Just because the solution is not O(n), you can't assume it to be O(n^2).
It doesn't quite become O(n^2) because he is using pop in reverse order which decreases the time to pop every time, using pop(i) on forward order will consume more time than that on reverse, as the pop searches from reverse and in every loop he is decreasing the number of elements on the back. Try that same solution in non-reverse order, run few times to make sure, you'll see.
Anyway, regarding why his solution is faster, You have an if condition with a lot of variables, he has only used one variable prev_obj, using the reverse order makes it possible to do with just one variable.
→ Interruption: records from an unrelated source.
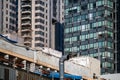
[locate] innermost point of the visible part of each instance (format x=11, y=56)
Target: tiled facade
x=90, y=29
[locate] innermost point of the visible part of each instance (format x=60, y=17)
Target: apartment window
x=6, y=18
x=39, y=20
x=39, y=45
x=39, y=2
x=6, y=5
x=6, y=25
x=6, y=11
x=39, y=26
x=39, y=8
x=39, y=14
x=39, y=32
x=39, y=39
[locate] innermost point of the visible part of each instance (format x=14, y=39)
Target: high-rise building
x=37, y=19
x=8, y=16
x=92, y=29
x=8, y=20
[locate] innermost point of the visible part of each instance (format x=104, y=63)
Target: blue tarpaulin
x=56, y=75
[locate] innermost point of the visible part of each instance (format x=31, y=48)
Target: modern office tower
x=8, y=17
x=37, y=19
x=92, y=29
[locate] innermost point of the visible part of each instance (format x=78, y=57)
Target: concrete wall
x=52, y=60
x=111, y=76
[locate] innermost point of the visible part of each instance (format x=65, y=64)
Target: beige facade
x=36, y=24
x=8, y=20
So the number of basic mathematical operations are more in your case, so with same O(n) complexity each of your n-loops is longer than his.
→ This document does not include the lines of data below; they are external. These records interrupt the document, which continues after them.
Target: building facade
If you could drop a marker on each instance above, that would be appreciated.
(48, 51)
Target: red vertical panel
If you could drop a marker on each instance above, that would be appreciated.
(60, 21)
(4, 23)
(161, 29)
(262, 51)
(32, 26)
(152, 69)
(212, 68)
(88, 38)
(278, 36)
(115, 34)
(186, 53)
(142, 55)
Just look at your count varible, in every iteration its value is left+1 you could return left+1, just removing that would decrease n amount of count=count+1 you have to do.
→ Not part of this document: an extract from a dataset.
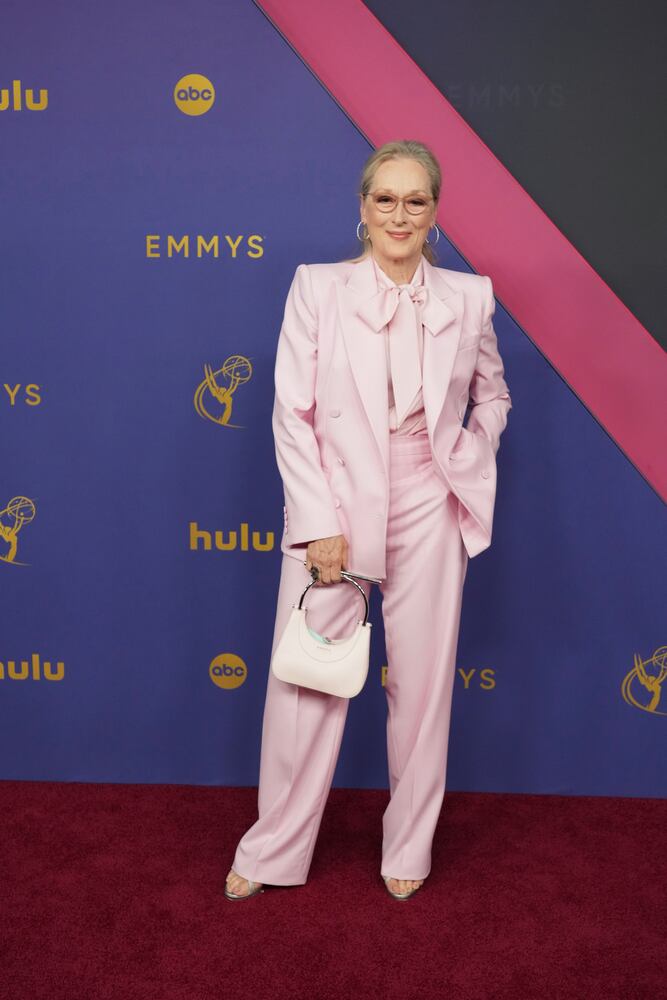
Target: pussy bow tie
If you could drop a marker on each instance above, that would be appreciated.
(401, 309)
(379, 309)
I just posted this solution and it is 76% faster
class Solution:
def removeDuplicates(self, nums: List[int]) -> int:
a=sorted(set(nums),key=lambda item:item)
for i,v in enumerate(a):
nums[i]=v
return len(a)
and this one gives faster than 90%.
class Solution:
def removeDuplicates(self, nums: List[int]) -> int:
a ={k:1 for k in nums} #<--- this is O(n)
for i,v in enumerate(a.keys()): #<--- this is another O(n), but the length is small so O(m)
nums[i]=v
return len(a)
You can say both of them are more than O(n) if you look at the for loop, But since we are working with dublicate members when I am looping over the reduced memebers while your code is looping over all memebers. So the time required to make that unique set/dict is if lesser than time required for you to loop over those extra members and to check for if conditions, then my solution can be faster.
If we have a deque as : queue=collections.deque([0]) and list as : arr=[0].
Will queue.popleft() be faster ? Will arr.pop(0) be slower? Is there a difference in time complexity?
Yes. list.pop(0) is O(n), and deque.popleft() is O(1).
popleft is just a shortcut to pop(0), same way pop() is a shortcut to pop(len(sequence)-1), it's not suddenly performing a different operation with a different time complexity, as is also mentioned in the documentation
Indexed access is O(1) at both ends but slows to O(n) in the middle. For fast random access, use lists instead.